1

I'm trying to produce only the following JSON data fields, but for some reason it writes the entire page to the .html file? What am I doing wrong? It should only produce the boxes referenced e.g. title, audiosource url, medium sized image, etc?

r    = urllib.urlopen('https://thisiscriminal.com/wp-json/criminal/v1/episodes?posts=10000&page=1')
data = json.loads(r.read().decode('utf-8'))
for post in data['posts']:
#    data.append([post['title'], post['audioSource'], post['image']['medium'], post['excerpt']['long']])
    ([post['title'], post['audioSource'], post['image']['medium'], post['excerpt']['long']])
with io.open('criminal-json.html', 'w', encoding='utf-8') as r:
  r.write(json.dumps(data, ensure_ascii=False))
leopheard
  • 101
  • 7
  • 1
    Your code doesn't run (missing imports, `for` with only a do-nothing tuple indented under it). `data` currently is the whole JSON object as well and that's what's being written to the file. Create a [mcve] that works and reproduces the issue. – Mark Tolonen Jul 14 '19 at 04:13
  • you have to create new list and append to this list and write this list. – furas Jul 14 '19 at 04:23

2 Answers2

3

You want to differentiate from your input data and your output data. In your for loop, you are referencing the same variable data that you are using to take input in as you are using to output. You want to add the selected data from the input to a list containing the output.

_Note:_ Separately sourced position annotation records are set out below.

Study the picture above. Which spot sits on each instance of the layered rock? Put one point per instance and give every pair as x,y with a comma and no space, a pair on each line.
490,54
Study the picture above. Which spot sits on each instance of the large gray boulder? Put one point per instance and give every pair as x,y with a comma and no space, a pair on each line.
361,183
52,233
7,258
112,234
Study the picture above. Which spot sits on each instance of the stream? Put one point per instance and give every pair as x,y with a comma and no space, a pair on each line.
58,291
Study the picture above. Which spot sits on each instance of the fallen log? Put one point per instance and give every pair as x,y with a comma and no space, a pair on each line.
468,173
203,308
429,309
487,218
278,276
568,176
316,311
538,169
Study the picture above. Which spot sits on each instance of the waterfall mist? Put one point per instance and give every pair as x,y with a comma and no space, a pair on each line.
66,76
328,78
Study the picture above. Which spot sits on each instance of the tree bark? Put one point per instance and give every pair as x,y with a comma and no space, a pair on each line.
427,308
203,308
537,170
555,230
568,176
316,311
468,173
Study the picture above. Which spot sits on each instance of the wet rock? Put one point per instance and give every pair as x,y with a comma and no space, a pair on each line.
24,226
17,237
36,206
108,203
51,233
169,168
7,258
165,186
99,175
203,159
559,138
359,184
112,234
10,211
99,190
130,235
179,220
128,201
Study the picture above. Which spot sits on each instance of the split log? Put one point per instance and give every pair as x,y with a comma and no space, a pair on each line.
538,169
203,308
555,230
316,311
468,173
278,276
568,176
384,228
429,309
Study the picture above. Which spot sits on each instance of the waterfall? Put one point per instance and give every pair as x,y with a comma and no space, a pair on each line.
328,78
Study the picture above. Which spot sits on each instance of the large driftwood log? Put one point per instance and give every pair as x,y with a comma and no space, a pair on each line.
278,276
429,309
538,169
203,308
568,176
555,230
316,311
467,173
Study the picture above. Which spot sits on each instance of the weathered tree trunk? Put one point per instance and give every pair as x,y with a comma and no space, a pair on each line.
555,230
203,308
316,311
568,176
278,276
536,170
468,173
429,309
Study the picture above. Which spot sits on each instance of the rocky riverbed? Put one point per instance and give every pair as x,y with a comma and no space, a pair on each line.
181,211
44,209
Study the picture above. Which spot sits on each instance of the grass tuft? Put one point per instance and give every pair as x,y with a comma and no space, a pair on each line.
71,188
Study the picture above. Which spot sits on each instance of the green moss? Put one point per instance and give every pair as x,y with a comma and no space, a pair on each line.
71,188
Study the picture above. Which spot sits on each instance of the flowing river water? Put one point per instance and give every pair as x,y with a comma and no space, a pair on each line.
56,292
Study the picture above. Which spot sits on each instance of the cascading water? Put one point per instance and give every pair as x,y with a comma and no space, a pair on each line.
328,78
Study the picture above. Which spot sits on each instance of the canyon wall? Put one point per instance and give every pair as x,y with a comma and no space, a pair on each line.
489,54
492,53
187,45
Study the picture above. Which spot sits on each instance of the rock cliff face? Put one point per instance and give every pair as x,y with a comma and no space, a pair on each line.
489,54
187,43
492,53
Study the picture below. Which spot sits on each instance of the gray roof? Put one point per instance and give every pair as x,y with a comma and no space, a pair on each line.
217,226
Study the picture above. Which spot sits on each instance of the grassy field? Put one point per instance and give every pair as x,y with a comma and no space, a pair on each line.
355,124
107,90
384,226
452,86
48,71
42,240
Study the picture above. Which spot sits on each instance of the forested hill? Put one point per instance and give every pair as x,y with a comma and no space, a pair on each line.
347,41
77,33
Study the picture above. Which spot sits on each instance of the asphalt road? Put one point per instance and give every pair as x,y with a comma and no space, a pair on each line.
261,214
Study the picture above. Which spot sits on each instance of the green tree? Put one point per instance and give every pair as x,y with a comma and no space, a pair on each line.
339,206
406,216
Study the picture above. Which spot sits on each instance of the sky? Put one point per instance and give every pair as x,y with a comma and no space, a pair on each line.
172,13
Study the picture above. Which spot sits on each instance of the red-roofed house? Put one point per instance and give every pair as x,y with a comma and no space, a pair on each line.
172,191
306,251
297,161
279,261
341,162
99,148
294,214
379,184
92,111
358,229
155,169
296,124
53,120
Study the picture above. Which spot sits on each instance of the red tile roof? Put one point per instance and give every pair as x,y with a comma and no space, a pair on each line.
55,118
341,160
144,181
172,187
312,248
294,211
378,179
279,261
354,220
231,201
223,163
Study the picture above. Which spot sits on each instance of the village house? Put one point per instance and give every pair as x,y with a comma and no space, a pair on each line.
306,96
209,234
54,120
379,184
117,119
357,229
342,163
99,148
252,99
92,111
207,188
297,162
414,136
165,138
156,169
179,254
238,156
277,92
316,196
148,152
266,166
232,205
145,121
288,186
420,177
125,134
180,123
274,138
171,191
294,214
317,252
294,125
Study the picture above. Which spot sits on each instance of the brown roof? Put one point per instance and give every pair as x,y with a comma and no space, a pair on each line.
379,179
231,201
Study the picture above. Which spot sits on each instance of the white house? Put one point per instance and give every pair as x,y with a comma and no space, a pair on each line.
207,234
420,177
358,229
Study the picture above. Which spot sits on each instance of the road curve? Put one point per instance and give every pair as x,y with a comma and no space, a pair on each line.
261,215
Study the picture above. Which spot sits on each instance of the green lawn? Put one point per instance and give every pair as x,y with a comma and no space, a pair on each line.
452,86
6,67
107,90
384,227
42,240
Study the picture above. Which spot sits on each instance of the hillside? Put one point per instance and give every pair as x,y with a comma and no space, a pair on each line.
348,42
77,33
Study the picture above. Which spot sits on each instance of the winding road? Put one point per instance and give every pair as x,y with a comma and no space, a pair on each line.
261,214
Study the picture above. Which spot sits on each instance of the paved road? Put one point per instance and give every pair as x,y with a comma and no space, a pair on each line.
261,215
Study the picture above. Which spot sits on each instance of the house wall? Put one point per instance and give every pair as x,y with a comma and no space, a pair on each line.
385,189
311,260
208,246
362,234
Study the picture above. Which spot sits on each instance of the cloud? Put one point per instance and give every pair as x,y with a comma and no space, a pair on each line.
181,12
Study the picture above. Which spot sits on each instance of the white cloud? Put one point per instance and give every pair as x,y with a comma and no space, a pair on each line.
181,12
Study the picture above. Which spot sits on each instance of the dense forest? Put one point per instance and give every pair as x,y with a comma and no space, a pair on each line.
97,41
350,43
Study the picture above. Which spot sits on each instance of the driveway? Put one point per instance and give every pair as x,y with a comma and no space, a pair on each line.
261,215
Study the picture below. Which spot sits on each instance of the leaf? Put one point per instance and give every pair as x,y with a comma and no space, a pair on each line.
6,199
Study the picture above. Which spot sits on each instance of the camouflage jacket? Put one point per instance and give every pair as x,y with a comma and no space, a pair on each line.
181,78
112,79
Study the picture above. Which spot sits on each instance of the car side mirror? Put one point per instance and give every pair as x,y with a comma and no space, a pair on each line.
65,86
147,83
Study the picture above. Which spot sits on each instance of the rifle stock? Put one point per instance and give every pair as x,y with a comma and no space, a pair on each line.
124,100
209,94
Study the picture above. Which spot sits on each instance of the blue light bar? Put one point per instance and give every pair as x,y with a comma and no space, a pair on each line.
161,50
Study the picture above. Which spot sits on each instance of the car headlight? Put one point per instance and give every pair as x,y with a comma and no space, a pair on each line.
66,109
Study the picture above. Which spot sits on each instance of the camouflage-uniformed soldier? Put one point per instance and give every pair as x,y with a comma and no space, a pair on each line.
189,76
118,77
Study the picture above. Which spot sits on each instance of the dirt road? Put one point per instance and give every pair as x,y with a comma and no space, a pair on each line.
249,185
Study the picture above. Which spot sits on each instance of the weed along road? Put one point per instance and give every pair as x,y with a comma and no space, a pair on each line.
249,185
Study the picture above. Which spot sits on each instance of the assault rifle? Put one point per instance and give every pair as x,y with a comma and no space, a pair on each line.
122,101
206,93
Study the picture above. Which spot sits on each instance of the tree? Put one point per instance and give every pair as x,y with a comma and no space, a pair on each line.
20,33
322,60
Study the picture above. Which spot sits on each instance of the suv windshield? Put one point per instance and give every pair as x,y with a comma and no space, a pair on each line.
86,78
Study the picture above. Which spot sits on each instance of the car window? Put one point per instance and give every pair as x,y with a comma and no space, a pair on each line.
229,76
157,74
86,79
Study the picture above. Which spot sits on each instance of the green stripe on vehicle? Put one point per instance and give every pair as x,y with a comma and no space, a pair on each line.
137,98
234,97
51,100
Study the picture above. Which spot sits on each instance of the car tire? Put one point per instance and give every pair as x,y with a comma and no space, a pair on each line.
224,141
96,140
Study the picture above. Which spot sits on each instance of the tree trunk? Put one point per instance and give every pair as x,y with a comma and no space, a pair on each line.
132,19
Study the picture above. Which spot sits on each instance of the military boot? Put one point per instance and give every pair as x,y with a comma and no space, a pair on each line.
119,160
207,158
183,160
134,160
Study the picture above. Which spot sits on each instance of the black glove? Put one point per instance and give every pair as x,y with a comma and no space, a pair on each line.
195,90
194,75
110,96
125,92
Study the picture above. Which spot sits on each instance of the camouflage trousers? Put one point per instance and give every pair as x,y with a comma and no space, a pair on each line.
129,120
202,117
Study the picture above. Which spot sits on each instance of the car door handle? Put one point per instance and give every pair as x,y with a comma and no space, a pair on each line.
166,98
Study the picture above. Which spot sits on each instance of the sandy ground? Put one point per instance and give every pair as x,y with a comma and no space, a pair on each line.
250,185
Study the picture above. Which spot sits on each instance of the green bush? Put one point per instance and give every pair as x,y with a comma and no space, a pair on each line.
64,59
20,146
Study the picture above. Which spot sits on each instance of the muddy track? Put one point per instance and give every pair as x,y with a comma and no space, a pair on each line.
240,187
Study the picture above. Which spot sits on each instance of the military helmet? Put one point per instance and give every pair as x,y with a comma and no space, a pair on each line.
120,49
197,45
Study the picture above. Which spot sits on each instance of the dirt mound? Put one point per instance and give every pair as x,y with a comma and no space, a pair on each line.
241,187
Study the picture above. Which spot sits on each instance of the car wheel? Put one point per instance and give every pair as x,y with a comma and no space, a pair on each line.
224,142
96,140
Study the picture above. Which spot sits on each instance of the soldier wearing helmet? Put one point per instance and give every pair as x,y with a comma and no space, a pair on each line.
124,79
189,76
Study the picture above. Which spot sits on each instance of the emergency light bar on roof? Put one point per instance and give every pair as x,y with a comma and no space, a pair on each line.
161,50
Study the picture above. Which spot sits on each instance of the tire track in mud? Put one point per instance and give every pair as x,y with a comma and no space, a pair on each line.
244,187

Don't re-use the same variable names. Here is what you want:

import urllib
import json
import io

url = urllib.urlopen('https://thisiscriminal.com/wp-json/criminal/v1/episodes?posts=10000&page=1')
data = json.loads(url.read().decode('utf-8'))
posts = []
for post in data['posts']:
    posts.append([post['title'], post['audioSource'], post['image']['medium'], post['excerpt']['long']])
with io.open('criminal-json.html', 'w', encoding='utf-8') as r:
    r.write(json.dumps(posts, ensure_ascii=False))
Calder White
  • 1,287
  • 9
  • 21
Mark Tolonen
  • 166,664
  • 26
  • 169
  • 251
1

You are loading the whole json in the variable data, and you are dumping it without changing it. That's the reason why this is happening. What you need to do is put whatever you want into a new variable and then dump it.

See the line - ([post['title'], post['audioSource'], post['image']['medium'], post['excerpt']['long']])

it does nothing. So, data remains unchanged. Do what Mark Tolonen suggested and it'll be fine.

Fuad Rafid
  • 96
  • 3